# M297 Introductory Python for Data Science 

In this notebook, I'll give you a super simple programming introduction in Python. Of course there are many advanced things we can do in Python, but we'll focus primarily on the kind of Python concepts we need for Data Science.


## Variables

Variables are pretty much like placeholders for information that you want to carry in your analysis. 

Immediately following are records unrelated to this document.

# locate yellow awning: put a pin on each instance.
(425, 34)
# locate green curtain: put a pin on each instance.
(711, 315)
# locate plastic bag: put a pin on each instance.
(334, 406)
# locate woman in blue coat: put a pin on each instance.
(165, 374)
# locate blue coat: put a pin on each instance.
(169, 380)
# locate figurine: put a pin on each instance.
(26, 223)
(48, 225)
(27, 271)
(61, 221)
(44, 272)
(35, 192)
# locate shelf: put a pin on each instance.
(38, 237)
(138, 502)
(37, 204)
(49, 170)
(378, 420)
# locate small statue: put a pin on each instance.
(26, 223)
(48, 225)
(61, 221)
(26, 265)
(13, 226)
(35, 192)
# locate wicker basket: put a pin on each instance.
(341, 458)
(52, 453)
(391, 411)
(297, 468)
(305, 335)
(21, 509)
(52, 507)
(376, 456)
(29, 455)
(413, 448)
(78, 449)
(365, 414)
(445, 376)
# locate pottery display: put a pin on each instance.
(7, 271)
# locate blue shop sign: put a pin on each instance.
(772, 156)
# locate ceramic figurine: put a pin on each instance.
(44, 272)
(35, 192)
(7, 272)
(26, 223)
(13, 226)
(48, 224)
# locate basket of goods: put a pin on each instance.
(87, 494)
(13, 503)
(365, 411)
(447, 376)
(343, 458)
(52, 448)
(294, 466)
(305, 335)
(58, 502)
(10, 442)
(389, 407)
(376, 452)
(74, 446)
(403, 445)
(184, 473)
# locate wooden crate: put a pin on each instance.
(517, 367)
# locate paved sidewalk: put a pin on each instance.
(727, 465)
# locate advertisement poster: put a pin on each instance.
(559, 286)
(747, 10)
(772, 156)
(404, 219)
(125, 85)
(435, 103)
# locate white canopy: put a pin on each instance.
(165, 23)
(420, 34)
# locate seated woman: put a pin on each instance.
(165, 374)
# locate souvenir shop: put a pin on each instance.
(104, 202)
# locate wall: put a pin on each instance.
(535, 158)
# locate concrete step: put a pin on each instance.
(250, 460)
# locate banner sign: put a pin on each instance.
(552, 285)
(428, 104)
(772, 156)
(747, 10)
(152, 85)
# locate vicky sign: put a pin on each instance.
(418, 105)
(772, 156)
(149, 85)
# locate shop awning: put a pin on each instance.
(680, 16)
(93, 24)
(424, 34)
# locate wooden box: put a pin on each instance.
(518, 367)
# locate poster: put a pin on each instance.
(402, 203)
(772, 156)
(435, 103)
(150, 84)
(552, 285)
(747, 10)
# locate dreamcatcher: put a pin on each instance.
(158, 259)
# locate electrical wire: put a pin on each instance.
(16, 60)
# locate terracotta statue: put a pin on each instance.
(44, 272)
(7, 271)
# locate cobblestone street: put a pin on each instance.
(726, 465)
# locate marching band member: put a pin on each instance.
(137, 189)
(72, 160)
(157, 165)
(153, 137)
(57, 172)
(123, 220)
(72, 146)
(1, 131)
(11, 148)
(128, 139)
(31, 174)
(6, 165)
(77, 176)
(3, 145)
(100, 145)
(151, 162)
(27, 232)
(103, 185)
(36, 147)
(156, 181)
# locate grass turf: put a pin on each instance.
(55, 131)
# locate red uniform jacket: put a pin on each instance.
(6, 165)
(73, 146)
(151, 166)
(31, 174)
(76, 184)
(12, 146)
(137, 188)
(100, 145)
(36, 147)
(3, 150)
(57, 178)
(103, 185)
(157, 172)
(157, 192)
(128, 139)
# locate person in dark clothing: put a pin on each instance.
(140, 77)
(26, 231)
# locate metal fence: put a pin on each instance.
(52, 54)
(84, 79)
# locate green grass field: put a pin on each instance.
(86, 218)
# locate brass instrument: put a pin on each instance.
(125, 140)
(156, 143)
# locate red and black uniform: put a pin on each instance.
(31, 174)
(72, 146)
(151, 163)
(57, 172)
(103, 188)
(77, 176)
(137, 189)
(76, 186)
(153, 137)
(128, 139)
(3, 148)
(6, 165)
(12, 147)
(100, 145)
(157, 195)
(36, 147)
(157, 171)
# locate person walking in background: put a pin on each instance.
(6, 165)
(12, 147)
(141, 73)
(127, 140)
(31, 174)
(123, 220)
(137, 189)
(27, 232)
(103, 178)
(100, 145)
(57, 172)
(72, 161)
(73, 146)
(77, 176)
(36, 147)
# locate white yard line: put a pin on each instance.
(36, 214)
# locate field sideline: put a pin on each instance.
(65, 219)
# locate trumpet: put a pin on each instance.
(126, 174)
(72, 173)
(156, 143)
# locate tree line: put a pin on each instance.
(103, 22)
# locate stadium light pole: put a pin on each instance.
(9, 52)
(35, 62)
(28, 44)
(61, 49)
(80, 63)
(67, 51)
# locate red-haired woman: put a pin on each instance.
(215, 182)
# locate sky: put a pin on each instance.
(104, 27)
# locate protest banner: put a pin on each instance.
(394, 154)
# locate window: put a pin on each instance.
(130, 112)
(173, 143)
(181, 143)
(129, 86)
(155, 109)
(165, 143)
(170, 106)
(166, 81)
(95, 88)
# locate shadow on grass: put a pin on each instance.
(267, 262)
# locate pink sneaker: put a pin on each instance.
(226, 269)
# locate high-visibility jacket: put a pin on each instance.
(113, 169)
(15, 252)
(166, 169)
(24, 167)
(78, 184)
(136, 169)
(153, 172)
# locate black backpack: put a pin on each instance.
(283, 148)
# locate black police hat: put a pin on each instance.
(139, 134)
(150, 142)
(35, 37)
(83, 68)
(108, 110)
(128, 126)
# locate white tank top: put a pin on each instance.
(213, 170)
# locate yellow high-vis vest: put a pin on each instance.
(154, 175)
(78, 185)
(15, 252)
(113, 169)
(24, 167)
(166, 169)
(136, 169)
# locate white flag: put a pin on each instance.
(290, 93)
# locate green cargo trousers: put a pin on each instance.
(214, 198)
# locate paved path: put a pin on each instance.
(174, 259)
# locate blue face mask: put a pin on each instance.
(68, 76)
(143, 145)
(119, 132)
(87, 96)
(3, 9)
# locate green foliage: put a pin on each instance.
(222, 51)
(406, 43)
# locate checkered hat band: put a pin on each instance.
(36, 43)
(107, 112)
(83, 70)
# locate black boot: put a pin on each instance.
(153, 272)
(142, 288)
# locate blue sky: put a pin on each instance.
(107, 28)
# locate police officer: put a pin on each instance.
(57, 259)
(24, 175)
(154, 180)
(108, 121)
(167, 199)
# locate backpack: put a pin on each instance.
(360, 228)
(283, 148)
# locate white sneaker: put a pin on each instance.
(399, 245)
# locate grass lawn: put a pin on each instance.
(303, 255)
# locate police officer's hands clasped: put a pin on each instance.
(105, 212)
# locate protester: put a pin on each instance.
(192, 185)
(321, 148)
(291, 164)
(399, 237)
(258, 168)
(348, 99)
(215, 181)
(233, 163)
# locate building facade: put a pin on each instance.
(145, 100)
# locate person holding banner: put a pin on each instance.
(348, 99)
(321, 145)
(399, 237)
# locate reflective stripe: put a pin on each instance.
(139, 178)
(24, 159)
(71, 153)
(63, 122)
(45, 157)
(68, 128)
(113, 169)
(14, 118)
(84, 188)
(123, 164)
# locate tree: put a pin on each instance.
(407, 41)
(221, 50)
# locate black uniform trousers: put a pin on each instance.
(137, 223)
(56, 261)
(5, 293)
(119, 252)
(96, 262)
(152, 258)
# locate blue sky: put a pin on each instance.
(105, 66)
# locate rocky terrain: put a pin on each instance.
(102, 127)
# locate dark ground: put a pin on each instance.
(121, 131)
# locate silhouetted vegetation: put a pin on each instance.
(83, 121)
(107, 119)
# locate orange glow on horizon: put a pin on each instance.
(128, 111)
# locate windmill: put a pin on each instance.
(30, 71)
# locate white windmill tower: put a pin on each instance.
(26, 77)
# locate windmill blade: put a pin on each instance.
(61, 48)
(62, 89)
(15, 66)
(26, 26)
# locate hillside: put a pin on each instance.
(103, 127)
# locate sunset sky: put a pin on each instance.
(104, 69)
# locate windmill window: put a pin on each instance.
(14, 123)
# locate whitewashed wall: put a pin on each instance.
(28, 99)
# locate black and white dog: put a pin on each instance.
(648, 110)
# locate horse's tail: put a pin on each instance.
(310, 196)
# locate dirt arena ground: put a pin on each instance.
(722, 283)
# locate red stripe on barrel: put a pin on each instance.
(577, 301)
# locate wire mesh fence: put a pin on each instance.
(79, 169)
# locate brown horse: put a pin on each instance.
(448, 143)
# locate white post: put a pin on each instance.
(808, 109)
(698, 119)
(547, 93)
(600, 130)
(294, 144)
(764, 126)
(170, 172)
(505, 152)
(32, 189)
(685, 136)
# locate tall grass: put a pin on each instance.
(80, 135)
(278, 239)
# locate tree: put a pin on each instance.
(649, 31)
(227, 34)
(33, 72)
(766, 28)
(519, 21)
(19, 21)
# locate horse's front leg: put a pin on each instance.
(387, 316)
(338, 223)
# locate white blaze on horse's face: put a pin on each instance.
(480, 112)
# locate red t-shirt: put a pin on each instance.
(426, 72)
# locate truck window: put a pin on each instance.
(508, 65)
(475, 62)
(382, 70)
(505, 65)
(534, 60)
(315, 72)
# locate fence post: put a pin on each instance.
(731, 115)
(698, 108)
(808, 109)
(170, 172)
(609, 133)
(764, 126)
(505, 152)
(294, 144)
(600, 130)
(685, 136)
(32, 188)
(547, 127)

For example, if you had some complicated message or number, it would be weird to just consistently type that kind of data over and over again so we store that information as a variable instead. 

Let's look at an example:
   
   

In [2]:
a = 300000000
b = 700000000


print(a)
print(b)

# What if we want to add these together? 

print(a + b)


300000000
700000000
1000000000


## Data Structures: Lists and Dictionaries 

Many times, we do not really want to handle one number at a time, but rather collections of numbers for faster calculations. 

For example, what if we wanted to calculate the mean $ \mu $ of a list of numbers?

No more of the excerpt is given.